… photography inherited some of that portion of the American art audience too intellectually torpid to understand …
This is from the essay ‘American Photography in the 1970s: Too Old to Rock, Too Young to Die’ (1985) found in Lewis Baltz Texts (2012):
… the 1970s witnessed an intensity of photographic activity in America unequalled since the 1930s, and an acceptance of photography as a major medium of expression unparalleled in our history. Photography was one of the brighter spots in that otherwise bleak decade.
… Many of the reasons for photography’s art-world ascendance were shameful, or irrelevant. As the acerbic H.L. Mencken observed fifty years ago, no one ever went broke underestimating the taste of the American public. Mencken’s spiritual descendant, Tom Wolfe, further noted in his broadside, The Painted Word, that the American art audience, even at its most sophisticated levels, hankers deep down for imagistic art; if possible, figurative art, an art with recognizable forms and an anecdotal degree. Most photographs automatically satisfy this in some degree.
[line break added] While abstraction held the high ground in American painting and sculpture since 1945, it has remained, for a number of reasons, only a factional style in American photography. Critics, most of whom if trained at all are trained as writers, also prefer artwork that yields up to literary interpretations. It is, after all, easier to write about a Diego Rivera painting, or a Cartier-Bresson photograph, than it is to confront the obdurate materiality of, for instance a Carl Andre sculpture.
Thus photography inherited some of that portion of the American art audience too intellectually torpid to understand much less take interest in, the kinds of issues raised by the best American art of the 1960s. Photography appeared more easily accessible. Which it is, though only superficially. The fact that the most intelligent photographic works hold a range of problematic issues as demanding as those raised by any other art of major ambition, either came as a rude shock to this segment of photography’s public, or else was overlooked by it altogether.

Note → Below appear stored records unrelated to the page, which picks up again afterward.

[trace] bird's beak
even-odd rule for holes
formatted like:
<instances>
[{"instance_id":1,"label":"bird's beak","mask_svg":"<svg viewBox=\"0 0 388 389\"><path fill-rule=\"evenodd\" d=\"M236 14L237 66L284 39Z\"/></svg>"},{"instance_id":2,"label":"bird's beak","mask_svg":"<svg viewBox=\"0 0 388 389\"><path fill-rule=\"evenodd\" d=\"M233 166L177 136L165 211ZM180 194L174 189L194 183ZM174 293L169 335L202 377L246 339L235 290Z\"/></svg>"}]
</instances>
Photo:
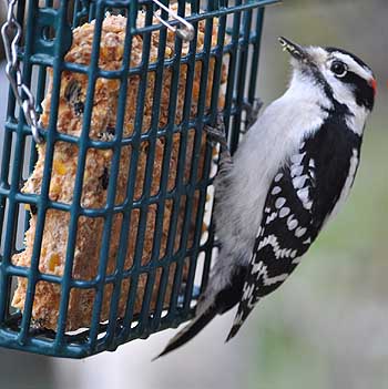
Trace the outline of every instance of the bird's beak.
<instances>
[{"instance_id":1,"label":"bird's beak","mask_svg":"<svg viewBox=\"0 0 388 389\"><path fill-rule=\"evenodd\" d=\"M279 37L279 43L283 47L283 50L287 50L296 60L300 62L312 62L310 55L307 53L306 49L302 45L292 42L289 39Z\"/></svg>"}]
</instances>

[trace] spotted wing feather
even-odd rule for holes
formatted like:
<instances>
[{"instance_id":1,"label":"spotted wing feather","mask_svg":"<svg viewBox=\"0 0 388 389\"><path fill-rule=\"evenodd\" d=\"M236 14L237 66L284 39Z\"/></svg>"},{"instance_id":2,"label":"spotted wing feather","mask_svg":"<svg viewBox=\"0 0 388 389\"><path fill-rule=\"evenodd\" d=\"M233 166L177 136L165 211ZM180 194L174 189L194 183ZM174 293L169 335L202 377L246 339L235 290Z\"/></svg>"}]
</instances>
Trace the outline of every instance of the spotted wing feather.
<instances>
[{"instance_id":1,"label":"spotted wing feather","mask_svg":"<svg viewBox=\"0 0 388 389\"><path fill-rule=\"evenodd\" d=\"M308 146L303 144L272 182L228 339L255 304L293 273L326 218L319 209L316 161Z\"/></svg>"}]
</instances>

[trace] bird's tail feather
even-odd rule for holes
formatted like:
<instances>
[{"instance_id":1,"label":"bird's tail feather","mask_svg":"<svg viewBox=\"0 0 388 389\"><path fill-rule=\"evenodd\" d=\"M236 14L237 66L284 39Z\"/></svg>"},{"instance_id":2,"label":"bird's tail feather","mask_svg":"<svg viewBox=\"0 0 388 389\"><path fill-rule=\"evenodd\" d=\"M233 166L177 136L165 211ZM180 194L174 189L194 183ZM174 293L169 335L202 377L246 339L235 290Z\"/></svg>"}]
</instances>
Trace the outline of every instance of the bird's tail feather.
<instances>
[{"instance_id":1,"label":"bird's tail feather","mask_svg":"<svg viewBox=\"0 0 388 389\"><path fill-rule=\"evenodd\" d=\"M217 315L218 310L215 305L211 305L204 313L194 318L186 327L178 331L167 344L165 349L153 360L165 356L166 354L183 346L194 338L212 319Z\"/></svg>"}]
</instances>

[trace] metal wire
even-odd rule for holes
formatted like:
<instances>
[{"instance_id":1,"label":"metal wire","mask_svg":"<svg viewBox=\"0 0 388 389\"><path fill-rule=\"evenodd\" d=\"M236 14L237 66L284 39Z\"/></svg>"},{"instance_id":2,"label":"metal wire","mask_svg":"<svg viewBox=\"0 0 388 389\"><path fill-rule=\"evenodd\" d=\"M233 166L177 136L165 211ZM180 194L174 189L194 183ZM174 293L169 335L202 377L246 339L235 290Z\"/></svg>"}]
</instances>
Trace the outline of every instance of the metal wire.
<instances>
[{"instance_id":1,"label":"metal wire","mask_svg":"<svg viewBox=\"0 0 388 389\"><path fill-rule=\"evenodd\" d=\"M173 10L171 10L169 7L164 6L162 2L159 0L152 0L156 6L159 6L162 10L166 11L174 20L176 20L181 25L181 28L176 28L169 23L166 20L164 20L157 12L154 12L155 18L164 24L169 30L173 31L176 33L178 38L181 38L184 41L192 41L194 39L194 27L193 24L188 23L187 20L184 18L181 18L177 13L175 13Z\"/></svg>"}]
</instances>

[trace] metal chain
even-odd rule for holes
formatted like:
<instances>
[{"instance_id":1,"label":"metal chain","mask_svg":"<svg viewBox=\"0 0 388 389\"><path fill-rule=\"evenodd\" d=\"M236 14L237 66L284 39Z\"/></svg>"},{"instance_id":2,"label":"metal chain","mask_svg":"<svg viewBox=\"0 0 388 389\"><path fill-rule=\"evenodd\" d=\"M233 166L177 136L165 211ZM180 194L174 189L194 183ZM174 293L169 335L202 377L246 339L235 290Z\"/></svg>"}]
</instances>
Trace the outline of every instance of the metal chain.
<instances>
[{"instance_id":1,"label":"metal chain","mask_svg":"<svg viewBox=\"0 0 388 389\"><path fill-rule=\"evenodd\" d=\"M22 35L22 28L14 17L14 7L18 0L7 0L8 13L7 21L1 28L1 37L4 43L7 58L6 74L10 82L14 98L24 112L25 121L31 127L32 136L37 143L42 143L43 139L39 135L38 113L35 111L35 99L22 81L20 63L18 59L18 48ZM24 98L25 96L25 98Z\"/></svg>"}]
</instances>

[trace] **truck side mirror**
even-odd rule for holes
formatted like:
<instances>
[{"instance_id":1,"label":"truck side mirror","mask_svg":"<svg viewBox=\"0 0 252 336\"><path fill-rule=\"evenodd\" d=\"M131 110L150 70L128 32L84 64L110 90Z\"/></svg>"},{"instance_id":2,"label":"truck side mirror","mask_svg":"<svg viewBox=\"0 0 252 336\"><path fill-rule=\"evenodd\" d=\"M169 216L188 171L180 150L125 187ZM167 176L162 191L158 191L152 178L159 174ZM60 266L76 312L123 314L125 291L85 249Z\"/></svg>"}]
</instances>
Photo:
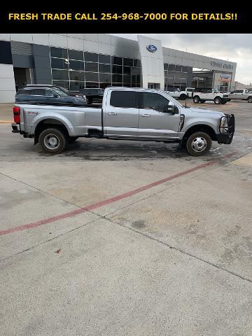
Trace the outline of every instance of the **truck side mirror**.
<instances>
[{"instance_id":1,"label":"truck side mirror","mask_svg":"<svg viewBox=\"0 0 252 336\"><path fill-rule=\"evenodd\" d=\"M164 107L164 112L168 113L172 113L172 114L176 114L177 113L177 108L174 105L167 105L167 106Z\"/></svg>"}]
</instances>

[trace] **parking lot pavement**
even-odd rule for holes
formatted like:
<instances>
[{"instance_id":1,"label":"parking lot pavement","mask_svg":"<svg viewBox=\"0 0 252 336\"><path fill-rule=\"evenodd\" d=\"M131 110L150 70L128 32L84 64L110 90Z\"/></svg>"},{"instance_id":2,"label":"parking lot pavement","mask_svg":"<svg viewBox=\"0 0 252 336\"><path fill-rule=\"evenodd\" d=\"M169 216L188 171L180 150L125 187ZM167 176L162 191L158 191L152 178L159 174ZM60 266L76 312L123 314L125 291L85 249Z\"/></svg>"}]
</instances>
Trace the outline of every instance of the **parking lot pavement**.
<instances>
[{"instance_id":1,"label":"parking lot pavement","mask_svg":"<svg viewBox=\"0 0 252 336\"><path fill-rule=\"evenodd\" d=\"M0 125L3 335L251 335L252 113L231 103L200 104L237 131L199 158L99 139L51 156Z\"/></svg>"}]
</instances>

… One of the hopes for photography in the 1970s was that it would attract the critical attention of leading writers and thinkers outside the photographic community. … However, almost without exception they failed to come to terms with photography in any but the most superficial way.
… The most egregious example was Susan Sontag’s On Photography … There is little doubt that On Photography, with its unsupported assertions, poorly reasoned arguments, and internal contradiction, is not Sontag’s finest work. Nevertheless the book became the nearest thing to a bestseller that photographic criticism had yet enjoyed, and most right-thinking American readers believed that they could learn everything necessary about photography, both as a cultural artefact and as a form of aberrant behavior, in the pages of this simplistic book.
… During the 1950s and 60s ‘concerned’ photography was perceived, at least by its makers, as form of activism. By the 1970s it became clear to more thoughtful photographers that it was, in truth, the antithesis of effective social involvement: a form of elitist play-acting, morally satisfying to the player, but without serious political or social consequence.
[line break added] If one wished to influence social or political issues, then images were no substitute for direct political struggle. Photography’s value lies elsewhere: in describing the surfaces of the phenomenal world in a manner unique to itself; hoping, at best, to contribute a precise, if necessarily limited, understanding of the objects and events in front of the lens, and some insight into the mind behind it.
[ … ]
… During the latter half of the 1970s American photography was overshadowed by one pervasive pseudo-issue. The Rush to Color, which blurred many of the existing lines demarcating areas of photographic practice and, in the end, cast a treacly pall over the entire enterprise.
… Despite radical differences in style, technique, and temperament, Eggleston and Shore shared a commitment to the use of color as a descriptive, as opposed to decorative, element in their photographs. They were among the last to do so and by the end of the decade it seemed as though their work, almost solely, redeemed the entire shallow, dismal affair that was America’s flirtation with photographic color.
The dominant, or at least prevalent, body of color photographs that one saw at the shank of the seventies was vapid, overscaled, coffee-table art, the end-product of photography’s first demand/supply style of photography: Soft Contemporary, user-friendly pap devoid of any content save color and any ideology save prettiness. … Photography had made its blood sacrifice to the twin altars of interior decoration and corporate collecting, and in so doing strained the credulity of its audience, perhaps the most credulous on earth.
… Having survived for so long in obscurity and privation, could the corpus of American photography endure success, even popularity, as well? The answer, from the perspective of the mid-1980s is yes, after a fashion. If our present decade seems less favorable to the enterprise of photography generally, it seems significantly more favorable to certain photography. This decade has proved more discriminating than the last: it could hardly be otherwise.